Florentine is the chill bar area where you can sip a beer and hang out. It’s the laid back hipster neighborhood.
Rothschild has lots of fun clubs. I frequented Solo, Radio and Deli, expect to pay a cover between $5-20.
Tel Aviv Port: This is the college bar scene. I didn’t go up that north but I’ve been told it’s fun.
If you are looking for events check out: Underground Tel Aviv. They have the most up-to-date parties in the city.
I did go on a bar crawl in Tel Aviv. It was a great way to see a lot of clubs for a low price with drinks included. The crawl meets Thursday and Saturday nights at Hayarkon Hostel.
*Remember Friday is Shabbat so public transportation shuts down at sunset and taxis charge more.
Yaffo is one of the oldest cities in the world. It’s about 3,500 years old. The word Jaffa, which means the beautiful. It is derived from Japhfet, the name of one of Noah’s sons’ who built it the arc.
Tel means ancient mound; Aviv means Spring. The name was meant to reflect the rebirth of the nation when it was founded in April 11, 1909.
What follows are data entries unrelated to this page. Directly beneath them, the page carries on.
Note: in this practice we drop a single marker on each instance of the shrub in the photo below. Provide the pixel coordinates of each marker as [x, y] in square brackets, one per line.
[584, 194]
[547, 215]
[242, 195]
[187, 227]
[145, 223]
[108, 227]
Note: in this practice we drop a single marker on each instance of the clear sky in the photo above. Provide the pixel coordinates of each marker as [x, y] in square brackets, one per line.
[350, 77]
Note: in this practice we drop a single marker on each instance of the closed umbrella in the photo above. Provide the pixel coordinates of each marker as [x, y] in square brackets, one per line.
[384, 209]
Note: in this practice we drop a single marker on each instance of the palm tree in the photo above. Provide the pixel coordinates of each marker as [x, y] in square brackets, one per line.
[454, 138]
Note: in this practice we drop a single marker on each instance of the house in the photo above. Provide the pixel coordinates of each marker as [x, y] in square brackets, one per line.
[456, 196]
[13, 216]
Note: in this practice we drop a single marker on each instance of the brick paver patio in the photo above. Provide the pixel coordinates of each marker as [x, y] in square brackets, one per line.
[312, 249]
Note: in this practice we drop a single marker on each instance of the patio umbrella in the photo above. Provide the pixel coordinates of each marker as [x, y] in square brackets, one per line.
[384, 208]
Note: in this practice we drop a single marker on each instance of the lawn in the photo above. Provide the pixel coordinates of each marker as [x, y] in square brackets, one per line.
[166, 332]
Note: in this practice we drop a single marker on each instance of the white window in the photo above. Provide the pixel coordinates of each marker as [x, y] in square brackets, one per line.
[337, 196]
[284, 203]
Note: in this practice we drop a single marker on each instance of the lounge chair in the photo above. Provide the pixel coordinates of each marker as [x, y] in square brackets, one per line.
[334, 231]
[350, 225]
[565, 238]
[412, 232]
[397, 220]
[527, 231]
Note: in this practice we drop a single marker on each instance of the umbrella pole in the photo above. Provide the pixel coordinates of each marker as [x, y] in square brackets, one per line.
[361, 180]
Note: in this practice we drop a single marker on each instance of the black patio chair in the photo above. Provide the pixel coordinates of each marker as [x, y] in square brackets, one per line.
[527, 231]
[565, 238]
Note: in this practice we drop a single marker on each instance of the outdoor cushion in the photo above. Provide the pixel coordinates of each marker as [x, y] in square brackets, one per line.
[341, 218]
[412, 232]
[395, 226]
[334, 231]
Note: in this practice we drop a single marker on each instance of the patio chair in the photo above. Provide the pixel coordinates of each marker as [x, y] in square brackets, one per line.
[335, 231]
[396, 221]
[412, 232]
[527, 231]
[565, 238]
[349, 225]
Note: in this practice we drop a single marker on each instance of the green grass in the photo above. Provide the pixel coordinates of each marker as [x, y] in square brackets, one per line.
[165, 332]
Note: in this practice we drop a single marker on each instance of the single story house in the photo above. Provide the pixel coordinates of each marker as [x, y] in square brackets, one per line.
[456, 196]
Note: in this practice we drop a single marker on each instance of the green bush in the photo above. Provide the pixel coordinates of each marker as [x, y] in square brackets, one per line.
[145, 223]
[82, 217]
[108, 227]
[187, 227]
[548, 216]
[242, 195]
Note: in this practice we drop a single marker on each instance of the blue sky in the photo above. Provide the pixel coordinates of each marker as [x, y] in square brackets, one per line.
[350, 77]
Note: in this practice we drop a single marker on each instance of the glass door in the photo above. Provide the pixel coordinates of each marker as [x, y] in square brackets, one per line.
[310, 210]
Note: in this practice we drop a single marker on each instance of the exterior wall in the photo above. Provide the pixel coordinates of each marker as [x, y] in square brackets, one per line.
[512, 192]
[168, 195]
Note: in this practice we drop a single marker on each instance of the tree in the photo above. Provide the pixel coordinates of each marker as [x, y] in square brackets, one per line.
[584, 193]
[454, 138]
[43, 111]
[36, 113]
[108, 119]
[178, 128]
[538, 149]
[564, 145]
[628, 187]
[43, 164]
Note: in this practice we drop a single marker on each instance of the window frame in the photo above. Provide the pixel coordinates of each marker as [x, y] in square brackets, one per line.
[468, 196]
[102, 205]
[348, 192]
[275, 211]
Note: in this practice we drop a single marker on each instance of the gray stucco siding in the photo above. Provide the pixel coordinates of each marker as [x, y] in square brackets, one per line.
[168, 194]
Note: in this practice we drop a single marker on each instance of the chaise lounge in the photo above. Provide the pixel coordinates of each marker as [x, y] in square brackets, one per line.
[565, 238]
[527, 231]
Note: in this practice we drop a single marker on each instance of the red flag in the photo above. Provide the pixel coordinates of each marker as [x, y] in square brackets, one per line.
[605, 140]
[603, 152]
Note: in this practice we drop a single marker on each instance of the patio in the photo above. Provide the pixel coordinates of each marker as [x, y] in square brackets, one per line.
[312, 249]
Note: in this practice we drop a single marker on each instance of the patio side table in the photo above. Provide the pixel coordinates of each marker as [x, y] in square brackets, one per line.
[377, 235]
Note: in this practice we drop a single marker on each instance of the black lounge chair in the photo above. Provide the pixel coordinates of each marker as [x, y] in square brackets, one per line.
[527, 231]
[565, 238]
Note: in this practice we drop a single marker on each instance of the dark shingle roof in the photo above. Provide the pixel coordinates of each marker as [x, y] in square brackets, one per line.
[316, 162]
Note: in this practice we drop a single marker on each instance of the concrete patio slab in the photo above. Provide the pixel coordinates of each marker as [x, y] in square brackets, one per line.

Tel Aviv is the gay capital of the Middle East. Gay Pride is a week long affair.
Tel Aviv has a similar climate to Miami.
Andromeda’s rocks is located near the Yaffo Beach. It’s the location of a Greek legend. Andromeda was the daughter of King Cephus and Queen Cassiope. Queen Cassiope bragged that her daughter was the most beautiful girl in the world. So Poseiden sent a sea monster to ravage Cephus’ kingdom. Andromeda had to be a sacrifice to Poseiden. So she was tied to the rocks. Perseus flew on Pegasus to save Andromeda.
I hope this was helpful! Let me know if you have some additions you’d like to make to this guide.